Saildrives are a lot of work, especially when you are meticulous about them
Apataki Carenage is truly a do-it-yourself, bring-it-yourself boatyard. Come prepared! Tony can be hired to do boat work, you are allowed to borrow some tools and they have selected marine items for sale, but it is best to ask ahead of time about particularities and order your bottom paint. They are very responsive by email, but speak limited English. Being able to communicate in French is advised and very helpful. The location is unique, with the clear water of the lagoon a few feet away and the palm trees offering sweet coconut water. Fresh eggs can be bought from grandma and the family offers taxi service to the village. 16 tons is the maximum boat weight they allow and 2 meters the maximum draft, but they are very accommodating if there are special needs. All you need to do is ask.
Rinsing the boat with cups of water – very inconvenient and time-consuming!
How did we and Irie do during our week on the hard? Well, we decided to take it easier than other times and that actually worked.

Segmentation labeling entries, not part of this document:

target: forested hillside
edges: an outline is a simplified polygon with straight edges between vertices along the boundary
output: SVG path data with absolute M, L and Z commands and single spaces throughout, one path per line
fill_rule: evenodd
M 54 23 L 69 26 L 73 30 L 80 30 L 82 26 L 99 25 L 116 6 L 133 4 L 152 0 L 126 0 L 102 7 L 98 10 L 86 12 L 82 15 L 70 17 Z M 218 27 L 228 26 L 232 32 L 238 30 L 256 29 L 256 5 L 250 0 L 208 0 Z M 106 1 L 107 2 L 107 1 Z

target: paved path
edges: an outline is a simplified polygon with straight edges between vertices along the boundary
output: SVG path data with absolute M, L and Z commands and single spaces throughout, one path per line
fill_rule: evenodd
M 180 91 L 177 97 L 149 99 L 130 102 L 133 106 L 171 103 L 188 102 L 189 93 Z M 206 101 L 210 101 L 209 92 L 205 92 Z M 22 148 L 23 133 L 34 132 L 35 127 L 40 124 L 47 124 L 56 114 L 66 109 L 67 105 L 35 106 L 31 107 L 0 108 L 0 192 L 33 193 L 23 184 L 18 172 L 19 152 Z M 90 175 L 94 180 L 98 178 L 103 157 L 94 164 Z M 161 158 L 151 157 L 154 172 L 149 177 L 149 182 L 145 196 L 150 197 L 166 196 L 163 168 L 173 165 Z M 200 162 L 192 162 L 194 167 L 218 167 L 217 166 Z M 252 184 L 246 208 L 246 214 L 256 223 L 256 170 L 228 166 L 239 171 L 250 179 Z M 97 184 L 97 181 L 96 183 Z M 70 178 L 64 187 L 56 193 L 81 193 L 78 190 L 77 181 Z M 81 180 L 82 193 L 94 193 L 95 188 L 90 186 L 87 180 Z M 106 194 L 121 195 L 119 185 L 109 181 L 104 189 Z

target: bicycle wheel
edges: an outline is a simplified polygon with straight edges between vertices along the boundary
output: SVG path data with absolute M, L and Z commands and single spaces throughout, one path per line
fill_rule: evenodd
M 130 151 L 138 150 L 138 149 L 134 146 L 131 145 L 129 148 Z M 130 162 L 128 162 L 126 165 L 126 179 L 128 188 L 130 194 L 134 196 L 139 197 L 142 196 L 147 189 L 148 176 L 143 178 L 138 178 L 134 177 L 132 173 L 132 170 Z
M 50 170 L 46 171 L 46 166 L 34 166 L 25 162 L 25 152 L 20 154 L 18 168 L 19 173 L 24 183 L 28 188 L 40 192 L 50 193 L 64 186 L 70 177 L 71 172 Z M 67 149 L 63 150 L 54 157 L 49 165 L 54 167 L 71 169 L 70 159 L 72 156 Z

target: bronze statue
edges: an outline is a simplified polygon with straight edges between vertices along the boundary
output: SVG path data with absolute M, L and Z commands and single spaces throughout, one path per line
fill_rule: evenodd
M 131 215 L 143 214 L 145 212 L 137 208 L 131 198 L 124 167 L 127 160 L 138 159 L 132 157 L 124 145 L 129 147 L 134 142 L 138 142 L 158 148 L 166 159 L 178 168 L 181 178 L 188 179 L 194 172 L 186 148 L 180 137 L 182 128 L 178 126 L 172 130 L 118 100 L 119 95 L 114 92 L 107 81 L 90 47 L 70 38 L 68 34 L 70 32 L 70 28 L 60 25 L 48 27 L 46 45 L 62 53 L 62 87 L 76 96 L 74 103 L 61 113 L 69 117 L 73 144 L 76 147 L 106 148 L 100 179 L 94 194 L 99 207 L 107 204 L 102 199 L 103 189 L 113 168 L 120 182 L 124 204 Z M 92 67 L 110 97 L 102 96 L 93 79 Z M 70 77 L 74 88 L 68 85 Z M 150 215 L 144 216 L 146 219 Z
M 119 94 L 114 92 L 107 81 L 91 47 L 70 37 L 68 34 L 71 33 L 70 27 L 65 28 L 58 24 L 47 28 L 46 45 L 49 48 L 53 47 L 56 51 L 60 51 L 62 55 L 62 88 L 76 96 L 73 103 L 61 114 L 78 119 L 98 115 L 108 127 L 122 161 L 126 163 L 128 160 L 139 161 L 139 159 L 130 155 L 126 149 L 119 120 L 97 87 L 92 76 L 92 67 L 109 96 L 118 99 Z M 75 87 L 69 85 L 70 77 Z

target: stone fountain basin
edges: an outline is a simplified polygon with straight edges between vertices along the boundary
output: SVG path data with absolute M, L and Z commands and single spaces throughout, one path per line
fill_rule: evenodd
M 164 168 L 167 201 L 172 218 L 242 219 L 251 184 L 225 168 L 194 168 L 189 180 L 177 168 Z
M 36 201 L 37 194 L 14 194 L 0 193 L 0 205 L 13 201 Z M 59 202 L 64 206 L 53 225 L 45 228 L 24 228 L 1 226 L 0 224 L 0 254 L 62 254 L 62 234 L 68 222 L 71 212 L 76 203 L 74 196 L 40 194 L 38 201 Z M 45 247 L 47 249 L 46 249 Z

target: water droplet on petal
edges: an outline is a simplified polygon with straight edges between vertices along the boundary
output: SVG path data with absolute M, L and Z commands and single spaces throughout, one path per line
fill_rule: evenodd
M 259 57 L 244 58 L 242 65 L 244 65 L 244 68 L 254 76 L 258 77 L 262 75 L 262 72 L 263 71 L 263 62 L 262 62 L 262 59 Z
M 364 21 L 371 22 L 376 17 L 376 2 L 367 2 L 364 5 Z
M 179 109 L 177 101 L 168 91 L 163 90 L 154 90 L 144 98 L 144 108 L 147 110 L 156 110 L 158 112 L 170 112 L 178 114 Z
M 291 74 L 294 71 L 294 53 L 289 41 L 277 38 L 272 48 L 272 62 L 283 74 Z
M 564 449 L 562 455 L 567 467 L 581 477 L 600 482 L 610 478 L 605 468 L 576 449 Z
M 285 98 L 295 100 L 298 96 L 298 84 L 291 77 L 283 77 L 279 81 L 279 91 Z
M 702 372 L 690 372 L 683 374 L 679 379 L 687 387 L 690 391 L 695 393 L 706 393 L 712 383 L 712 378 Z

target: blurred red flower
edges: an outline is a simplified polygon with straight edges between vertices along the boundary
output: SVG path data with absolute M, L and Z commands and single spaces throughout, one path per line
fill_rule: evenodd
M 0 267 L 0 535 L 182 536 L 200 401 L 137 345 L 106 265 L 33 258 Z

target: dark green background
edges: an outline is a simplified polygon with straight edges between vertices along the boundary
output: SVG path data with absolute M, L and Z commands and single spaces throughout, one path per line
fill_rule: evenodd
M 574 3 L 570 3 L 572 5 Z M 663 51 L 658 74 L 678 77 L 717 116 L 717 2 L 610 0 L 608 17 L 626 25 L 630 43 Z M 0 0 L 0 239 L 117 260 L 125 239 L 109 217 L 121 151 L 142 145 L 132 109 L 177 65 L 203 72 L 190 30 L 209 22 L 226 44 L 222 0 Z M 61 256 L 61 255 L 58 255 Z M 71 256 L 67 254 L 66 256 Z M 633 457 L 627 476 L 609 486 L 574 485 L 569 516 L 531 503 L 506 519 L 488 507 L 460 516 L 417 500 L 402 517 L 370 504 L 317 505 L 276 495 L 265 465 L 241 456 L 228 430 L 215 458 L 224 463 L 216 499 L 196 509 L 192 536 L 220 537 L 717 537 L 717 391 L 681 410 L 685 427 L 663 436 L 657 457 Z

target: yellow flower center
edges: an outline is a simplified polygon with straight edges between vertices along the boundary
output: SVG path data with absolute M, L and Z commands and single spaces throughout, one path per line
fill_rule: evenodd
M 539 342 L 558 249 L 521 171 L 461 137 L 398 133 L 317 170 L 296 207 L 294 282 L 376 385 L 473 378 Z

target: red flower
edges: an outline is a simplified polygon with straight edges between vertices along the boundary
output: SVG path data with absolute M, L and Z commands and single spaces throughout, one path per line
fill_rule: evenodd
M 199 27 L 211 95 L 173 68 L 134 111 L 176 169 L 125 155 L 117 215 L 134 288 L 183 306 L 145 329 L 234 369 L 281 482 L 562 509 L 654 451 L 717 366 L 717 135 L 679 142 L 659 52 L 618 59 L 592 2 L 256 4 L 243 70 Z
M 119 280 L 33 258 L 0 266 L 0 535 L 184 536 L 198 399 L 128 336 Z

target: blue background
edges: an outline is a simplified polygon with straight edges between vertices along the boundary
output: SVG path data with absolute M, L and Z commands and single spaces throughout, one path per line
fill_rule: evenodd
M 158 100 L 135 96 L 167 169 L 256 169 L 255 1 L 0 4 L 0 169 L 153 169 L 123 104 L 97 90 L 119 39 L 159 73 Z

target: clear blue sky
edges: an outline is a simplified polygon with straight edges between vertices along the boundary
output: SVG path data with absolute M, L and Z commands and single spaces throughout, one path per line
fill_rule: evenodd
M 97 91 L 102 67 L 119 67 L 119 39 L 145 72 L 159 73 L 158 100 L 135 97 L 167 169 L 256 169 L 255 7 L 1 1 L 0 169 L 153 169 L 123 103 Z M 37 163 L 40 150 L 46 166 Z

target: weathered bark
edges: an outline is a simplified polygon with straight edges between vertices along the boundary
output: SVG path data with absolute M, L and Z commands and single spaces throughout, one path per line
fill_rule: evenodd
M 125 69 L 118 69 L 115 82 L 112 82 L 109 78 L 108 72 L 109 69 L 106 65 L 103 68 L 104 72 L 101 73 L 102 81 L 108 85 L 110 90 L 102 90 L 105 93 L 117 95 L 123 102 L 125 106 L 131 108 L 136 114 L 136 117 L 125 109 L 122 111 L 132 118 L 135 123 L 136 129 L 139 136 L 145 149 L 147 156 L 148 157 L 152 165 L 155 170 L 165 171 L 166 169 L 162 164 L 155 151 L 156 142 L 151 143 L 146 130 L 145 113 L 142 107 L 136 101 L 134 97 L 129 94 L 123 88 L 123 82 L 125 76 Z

We seem to have gotten more done than ever without losing our moods and being too frustrated. The lack of rain showers helped and we focused on inside and underneath projects on the crappiest day. We spread out the work over time and between us – as usual working as a “well-oiled” team - and realized that a lot can be done when your day starts at 7am and you go to bed at 8pm. More often than not, the work ended around 5pm, with a cocktail on the dock overlooking the lagoon. Yes, we managed to buy a bottle of rum from another cruising couple who left the US not so long ago. J
My favorite boat yard chore: removing the tape after painting
Irie is cleaned, scraped, sanded, washed, painted and waxed. She is stain- and scum-free and “as good as new”. The sail drives underwent the same procedure with different paint and had their seals and thru hulls replaced, and the rudders received new bushings. We were lucky to have another cruiser fix a rip in our jib (which, unfortunately needs replacing) and even managed to bake bread (there is no food on this island) and do laundry. And right now, we are back in the water, relieved about our successful haulout and our shorter project list, and … we are ready to see and enjoy some of these Tuamotus, also called “the dangerous archipelago”!
Getting “settled” close to shore before getting on the trailer
Irie getting pulled out of the water by the tractor
Being moved to “our shady spot”
Hermit crabs abound – we have never seen or avoided stepping on so many of them (especially at night)!
The “cocktail pier” during nice and mellow weather
Anaho keeping us company and being cute next to one of our rudders
Nini shoveling the coral to clear the boat ramp
As good as new and almost ready… And very pretty! J
Rudders back in place. Now we are ready to splash (launch)!